A ação de anulação foi proposta por outra empresa, que atua no mesmo ramo. A empresa alegou que utilizava a marca registrada desde 1997, com formalização do pedido de registro em 2003. Mesmo assim, segundo a empresa, o instituto concedeu registro com o mesmo nome à outra em 2006.

Em recurso especial, o INPI alegou que, conforme os artigos 129 e 158 da Lei de Propriedade Industrial (LPI), o direito de precedência só poderia ser arguido dentro da fase administrativa do processo de registro ou do pedido de nulidade, que está em andamento. O instituto também defendeu que eventual declaração de anulação só poderia ser feita pelo próprio órgão, não podendo ser decretada pelo Poder Judiciário.

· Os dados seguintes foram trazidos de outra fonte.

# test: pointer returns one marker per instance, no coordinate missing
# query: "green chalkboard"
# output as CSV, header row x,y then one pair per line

A ministra relatora, Nancy Andrighi, lembrou que os incisos V e XIX do artigo 124 da LPI vedam o registro de marca que reproduza ou imite marca alheia já registrada, passível de causar confusão ao consumidor. Contudo, a própria lei, no parágrafo 1º do artigo 129, apresenta exceção para garantir precedência a toda pessoa de boa-fé que utilize marca semelhante ou idêntica àquela submetida a pedido de registro.

De acordo com a ministra, além das datas de utilização e de registro da marca pelas duas empresas, a confirmação de nulidade no julgamento pelo TRF4 levou em conta as áreas semelhantes de atuação comercial das empresas, que tornaria inviável a coexistência de ambas as marcas.